3.5. Deep Neural Network

The neural network is designed to evaluate and compare multiple strategic scenarios using both observed data and causal predictions. Its ability to learn complex patterns and optimize probabilities makes it a powerful tool for recommending strategies based on the probability of success.
The PyTorch v2.1.0 library was used to build the deep neural network. It has four fully connected layers with ReLU activation functions. In the output layer, a sigmoid function was used to make an output in the [0, 1] range. Figure 3 illustrates the neural network architecture.
    We conducted the neural network training using a combination of real data and synthetic data generated by the CGAN. This combination allowed for an increase in dataset size and improved the model’s generalization. A learning rate of 0.001 was used with the Adam optimizer, and the binary cross-entropy loss function was used to guide the training. Throughout training, both loss and accuracy were monitored on the training and test sets. The model was trained for 1000 epochs, and accuracy and loss metrics were recorded at each epoch to assess its performance.
We calculated accuracy on the training and test sets by comparing the neural network’s predictions with the actual labels. If the network’s output exceeded 0.5, it was classified as 1 (recommended strategy); otherwise, it was classified as 0 (non-recommended strategy). This approach enabled the evaluation of the neural network’s ability to generalize and recommend effective strategies across different game scenarios. Additionally, a learning curve was implemented to visualize the evolution of loss and accuracy throughout training, helping to identify potential overfitting or underfitting issues. Figure 4 presents the neural network’s learning curve.
After training the neural network model, we performed a paired t-test, obtaining a ( p < 0.05 ) and a 95% confidence interval calculated across 10 separate training runs to assess the robustness of the performance improvement.

3.6. System Evaluation

We tested the strategy recommendation system with a human player, who inputted the initial game parameters, such as the number of resources, available units, and other relevant variables. Based on these inputs, the system generated a recommendation on the strategy the player should adopt. This preliminary evaluation allowed us to validate the practical usefulness of the system and its ability to provide real-time recommendations in a dynamic environment like StarCraft II. We performed the interpretability assessment by randomly selecting 200 decisions and classifying them according to predefined causal rules. A  χ 2 test confirmed statistical significance, ensuring that the alignment with causal principles was not due to randomness.

4. Results

This section presents the outcomes of the hybrid recommendation system, which integrates causal modeling with deep neural networks to enhance decision-making in dynamic environments. First, we look at how the causal model was added to the neural network architecture. We concentrate on incorporating causal insights as supplementary features to enhance the learning process. Thereafter, we check how well the neural network works by looking at important metrics like accuracy and F1-score, and we see how well the hybrid system works compared to a neural network that works by itself. Together, these analyses demonstrate the impact of combining causal knowledge with machine learning techniques in addressing complex strategic challenges.

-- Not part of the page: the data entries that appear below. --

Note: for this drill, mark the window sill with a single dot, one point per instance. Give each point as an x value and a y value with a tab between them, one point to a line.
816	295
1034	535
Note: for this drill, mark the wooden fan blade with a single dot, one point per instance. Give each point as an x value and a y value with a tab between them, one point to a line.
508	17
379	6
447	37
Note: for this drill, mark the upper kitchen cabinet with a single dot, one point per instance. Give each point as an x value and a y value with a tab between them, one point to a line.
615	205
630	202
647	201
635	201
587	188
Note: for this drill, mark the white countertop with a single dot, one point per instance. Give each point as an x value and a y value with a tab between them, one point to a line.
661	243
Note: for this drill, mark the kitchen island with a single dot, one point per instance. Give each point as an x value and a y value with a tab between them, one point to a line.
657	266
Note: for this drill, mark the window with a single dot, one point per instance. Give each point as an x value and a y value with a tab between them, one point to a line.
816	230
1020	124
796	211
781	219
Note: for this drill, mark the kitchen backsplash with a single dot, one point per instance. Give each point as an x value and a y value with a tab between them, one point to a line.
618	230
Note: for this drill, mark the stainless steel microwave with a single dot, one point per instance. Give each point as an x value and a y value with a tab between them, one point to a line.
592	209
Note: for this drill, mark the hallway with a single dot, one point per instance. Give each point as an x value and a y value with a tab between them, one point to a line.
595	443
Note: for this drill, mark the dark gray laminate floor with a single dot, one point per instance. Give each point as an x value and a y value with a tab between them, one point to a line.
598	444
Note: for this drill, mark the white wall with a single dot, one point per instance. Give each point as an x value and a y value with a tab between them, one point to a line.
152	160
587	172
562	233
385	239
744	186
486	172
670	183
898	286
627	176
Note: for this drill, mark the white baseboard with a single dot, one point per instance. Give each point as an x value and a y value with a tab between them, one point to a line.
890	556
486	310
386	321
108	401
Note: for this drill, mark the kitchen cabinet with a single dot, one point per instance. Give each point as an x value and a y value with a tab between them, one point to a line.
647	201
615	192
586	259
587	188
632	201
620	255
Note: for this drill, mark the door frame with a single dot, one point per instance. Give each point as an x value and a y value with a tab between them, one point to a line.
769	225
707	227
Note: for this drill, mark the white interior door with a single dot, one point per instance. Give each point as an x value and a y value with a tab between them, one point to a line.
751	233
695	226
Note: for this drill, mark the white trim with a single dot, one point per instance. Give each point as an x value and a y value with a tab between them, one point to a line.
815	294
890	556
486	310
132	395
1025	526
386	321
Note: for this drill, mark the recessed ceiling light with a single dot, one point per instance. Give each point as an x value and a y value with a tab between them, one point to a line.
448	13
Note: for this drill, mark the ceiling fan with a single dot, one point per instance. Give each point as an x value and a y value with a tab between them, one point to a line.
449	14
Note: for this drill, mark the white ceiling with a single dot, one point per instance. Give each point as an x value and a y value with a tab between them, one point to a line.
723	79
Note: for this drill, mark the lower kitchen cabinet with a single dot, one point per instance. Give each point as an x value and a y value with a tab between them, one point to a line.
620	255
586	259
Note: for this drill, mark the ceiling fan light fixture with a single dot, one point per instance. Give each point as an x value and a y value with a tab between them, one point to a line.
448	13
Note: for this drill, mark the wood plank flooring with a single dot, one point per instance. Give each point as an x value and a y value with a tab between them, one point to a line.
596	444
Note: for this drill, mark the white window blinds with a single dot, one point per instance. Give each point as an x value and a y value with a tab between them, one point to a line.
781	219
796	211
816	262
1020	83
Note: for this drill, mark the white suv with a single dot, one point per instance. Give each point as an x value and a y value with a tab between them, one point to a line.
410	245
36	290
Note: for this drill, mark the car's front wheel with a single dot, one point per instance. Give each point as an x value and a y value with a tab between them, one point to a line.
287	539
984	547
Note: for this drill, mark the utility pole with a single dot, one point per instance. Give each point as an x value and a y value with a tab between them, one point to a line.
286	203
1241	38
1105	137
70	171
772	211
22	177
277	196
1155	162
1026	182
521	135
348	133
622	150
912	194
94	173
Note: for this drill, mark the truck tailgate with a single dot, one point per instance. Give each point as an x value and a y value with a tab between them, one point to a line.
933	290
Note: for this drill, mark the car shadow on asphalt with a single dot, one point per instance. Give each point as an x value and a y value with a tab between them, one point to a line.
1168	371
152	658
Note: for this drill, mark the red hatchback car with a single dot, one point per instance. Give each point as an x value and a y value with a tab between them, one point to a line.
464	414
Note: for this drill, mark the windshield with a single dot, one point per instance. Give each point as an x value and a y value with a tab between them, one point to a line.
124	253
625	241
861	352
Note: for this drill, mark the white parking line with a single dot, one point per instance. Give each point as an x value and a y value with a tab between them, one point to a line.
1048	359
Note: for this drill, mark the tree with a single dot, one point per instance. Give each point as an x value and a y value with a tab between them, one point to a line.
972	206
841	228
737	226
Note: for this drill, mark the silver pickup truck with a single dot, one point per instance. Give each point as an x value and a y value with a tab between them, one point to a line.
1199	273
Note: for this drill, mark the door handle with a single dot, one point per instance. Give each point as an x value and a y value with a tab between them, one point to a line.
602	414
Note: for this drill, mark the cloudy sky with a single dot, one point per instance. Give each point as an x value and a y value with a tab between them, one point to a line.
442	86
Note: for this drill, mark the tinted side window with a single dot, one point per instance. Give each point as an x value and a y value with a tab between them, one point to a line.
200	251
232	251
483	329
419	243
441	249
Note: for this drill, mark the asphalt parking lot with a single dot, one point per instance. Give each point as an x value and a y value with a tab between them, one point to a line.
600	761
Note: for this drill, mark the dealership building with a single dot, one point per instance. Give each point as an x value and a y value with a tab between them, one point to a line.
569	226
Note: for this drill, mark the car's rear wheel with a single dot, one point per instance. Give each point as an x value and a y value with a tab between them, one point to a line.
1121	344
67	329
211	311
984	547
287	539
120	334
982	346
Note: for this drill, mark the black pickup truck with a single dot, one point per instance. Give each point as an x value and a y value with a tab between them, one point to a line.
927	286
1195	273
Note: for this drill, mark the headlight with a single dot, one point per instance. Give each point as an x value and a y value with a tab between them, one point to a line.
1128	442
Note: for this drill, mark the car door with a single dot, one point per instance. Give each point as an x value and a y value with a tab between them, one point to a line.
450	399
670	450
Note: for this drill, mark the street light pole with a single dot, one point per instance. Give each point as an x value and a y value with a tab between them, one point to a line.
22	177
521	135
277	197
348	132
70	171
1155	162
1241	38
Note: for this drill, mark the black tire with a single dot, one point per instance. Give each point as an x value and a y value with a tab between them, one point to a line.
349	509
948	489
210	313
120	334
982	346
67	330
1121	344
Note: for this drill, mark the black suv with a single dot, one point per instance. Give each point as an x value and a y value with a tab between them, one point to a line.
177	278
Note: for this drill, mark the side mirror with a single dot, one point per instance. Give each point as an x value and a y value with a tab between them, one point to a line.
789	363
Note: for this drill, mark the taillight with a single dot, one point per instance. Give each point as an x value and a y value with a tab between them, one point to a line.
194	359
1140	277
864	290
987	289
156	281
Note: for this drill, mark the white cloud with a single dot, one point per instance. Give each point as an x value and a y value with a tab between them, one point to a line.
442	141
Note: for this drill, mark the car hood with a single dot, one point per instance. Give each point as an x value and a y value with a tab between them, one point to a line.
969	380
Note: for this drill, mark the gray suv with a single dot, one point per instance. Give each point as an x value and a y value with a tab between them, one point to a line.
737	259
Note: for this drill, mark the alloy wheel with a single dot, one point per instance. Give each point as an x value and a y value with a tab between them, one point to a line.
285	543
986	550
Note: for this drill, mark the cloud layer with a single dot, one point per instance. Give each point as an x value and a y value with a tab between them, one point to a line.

4.1. Integration of the Causal Model into the Neural Network

The integration of the causal model into the neural network represents a crucial step in this experiment. While traditional neural networks are great at finding complicated patterns in data, their lack of transparency makes it difficult to figure out what causes what [4]. By adding causal principles to the network structure, the model not only gets better at generalizing in changing environments, but it also makes it easier to understand the decisions it makes, which is critical in important situations like making strategic decisions in StarCraft II. This integration makes it easier for the system to suggest strategies by using both clear causal relationships and complex patterns learned from data, as shown in Table 4. When the outputs of the causal model were joined with the original data, they made an input vector with 30% more features. This led to a 95% success rate for the standalone neural network and a 1.1% success rate for the hybrid model.
To understand whether the improvement in the hybrid model’s performance was meaningful, we compared its F1-score with that of the standalone neural network across 10 independent runs. Using a paired t-test, we found that the hybrid model’s 1.1% higher F1-score was not just a fluke—it was statistically significant, with a p-value of less than 0.0001. The probability of this improvement occurring by mere coincidence is exceedingly low.
Figure 5 shows the F1-scores for both models across the 10 runs. On average, the standalone model achieved an F1-score of 0.9515, while the hybrid model reached 0.9628. While this may appear to be a minor distinction, in a game such as StarCraft II, where every decision is critical, even a 1.1% enhancement can significantly impact the outcome.
The negative t-statistic (−6.62) indicates that the hybrid model’s improved performance was not due to chance; it was consistently superior. This is further supported by the narrow confidence interval for the difference in F1-scores, which ranged from 0.008 to 0.014. This indicates that we can be 95% positive that the actual enhancement resides within this interval.
This enhancement signifies that the hybrid model excels in suggesting methods that adjust to the game’s evolving circumstances. Whether a player is low on resources or has a strong army, the hybrid model can adjust its recommendations more effectively than the standalone model.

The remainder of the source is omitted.